45 patients en dialyse au centre d’hémodialyse privé de Monaco se sont lancé le défi de parcourir, de façon fictive, la France en vélo.
Des pédaliers sont à leur disposition afin qu’ils avancent à leur rythme durant leur session de dialyse. Ils ont déjà parcouru 600 km. Un petit exploit que l’Observateur de Monaco vous raconte juste ici.
Le centre d’hémodialyse privé de Monaco, situé sur le port de Fontvieille face à la capitainerie, est le point de départ d’une initiative sportive enthousiasmante et bénéfique aux patients qui y sont suivis en dialyse. C’est Solène Berodier, étudiante en master STAPS de l’Université Côte d’Azur Activité Physique Adaptée et Santé, épaulée d’Angeline Pena Prado, cadre de santé et ingénieur qualité en charge de la qualité et de la sécurité des soins au sein du centre, qui ont imaginé ce ”Tour de chauffe”, un pré Tour de France pour inciter leurs patients à pratiquer une activité sportive, même en étant malade. Aujourd’hui, leur étape de simulation doit les mener de Brest à Landernau en Bretagne. De 30 à 97 ans, les patients pédalent donc d’un quart d’heure à 1h30 à chaque session. « Hier, une patiente de 97 ans a pédalé pendant 22 km », met en avant la cadre de santé.

« Quand on est en dialyse, du fait de la maladie rénale, on suit un régime alimentaire très contraignant et on perd l’appétit. Le risque numéro 1, c’est la dénutrition qui engendre une fatigue, puis une perte d’autonomie, une fonte musculaire et une sédentarité »
Des coureurs professionnels pour récompenser les gagnants ?
Au total, 45 patients se sont laissé tenter par l’expérience et plus de 600 km ont déjà été parcourus grâce aux pédaliers mis à disposition sur les postes de dialyse du centre. « A chaque étape, il y a un classement sur le plan sportif et nous organisons aussi des quiz en rapport avec la région traversée fictivement. Le centre a été décoré aux couleurs du Tour de France, des cartes ont été exposées et nos partenaires nous ont donné des cadeaux à gagner. Comme la fédération monégasque de cyclisme qui nous a transmis 30 gourdes. L’an prochain, on espère que ce sont des coureurs professionnels qui pourront venir directement remettre les récompenses aux gagnants », explique Angeline Pena Prado.

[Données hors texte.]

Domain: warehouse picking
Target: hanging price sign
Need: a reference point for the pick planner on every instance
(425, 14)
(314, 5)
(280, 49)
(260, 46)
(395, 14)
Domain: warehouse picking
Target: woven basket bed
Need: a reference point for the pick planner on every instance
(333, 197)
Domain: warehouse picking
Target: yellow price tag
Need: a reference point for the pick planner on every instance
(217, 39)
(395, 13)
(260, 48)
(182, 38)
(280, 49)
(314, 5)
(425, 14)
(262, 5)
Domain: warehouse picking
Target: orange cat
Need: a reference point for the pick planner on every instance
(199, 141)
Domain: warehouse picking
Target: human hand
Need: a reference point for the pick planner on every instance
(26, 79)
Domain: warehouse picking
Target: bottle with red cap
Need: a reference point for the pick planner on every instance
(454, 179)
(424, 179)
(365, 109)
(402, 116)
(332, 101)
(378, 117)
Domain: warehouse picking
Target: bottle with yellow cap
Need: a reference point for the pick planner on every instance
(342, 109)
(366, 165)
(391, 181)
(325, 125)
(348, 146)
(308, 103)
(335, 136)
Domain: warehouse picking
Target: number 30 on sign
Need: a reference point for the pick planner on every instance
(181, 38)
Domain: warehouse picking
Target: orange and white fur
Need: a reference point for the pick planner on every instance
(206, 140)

« Remettre du sport dans leur vie »
La ”compétition” doit durer jusqu’au 14 mai prochain. Elle affiche une volonté assumée : celle d’inciter les patients dialysés à se remettre à une activité sportive. « Quand on est en dialyse, du fait de la maladie rénale, on suit un régime alimentaire très contraignant et on perd l’appétit. Le risque numéro 1, c’est la dénutrition qui engendre une fatigue, puis une perte d’autonomie, une fonte musculaire et une sédentarité. C’est un cercle vicieux, même chez les jeunes patients », insiste la cadre de santé. L’idée des deux professionnelles, c’est de donner de l’espoir à des patients qui doivent pour leur survie se rendre trois fois par semaine au centre afin d’y subir une dialyse de 4 heures, assis sur un fauteuil. « On veut leur donner l’envie ensuite d’aller plus loin et de remettre du sport dans leur vie », s’enthousiasme Angeline Pena Prado.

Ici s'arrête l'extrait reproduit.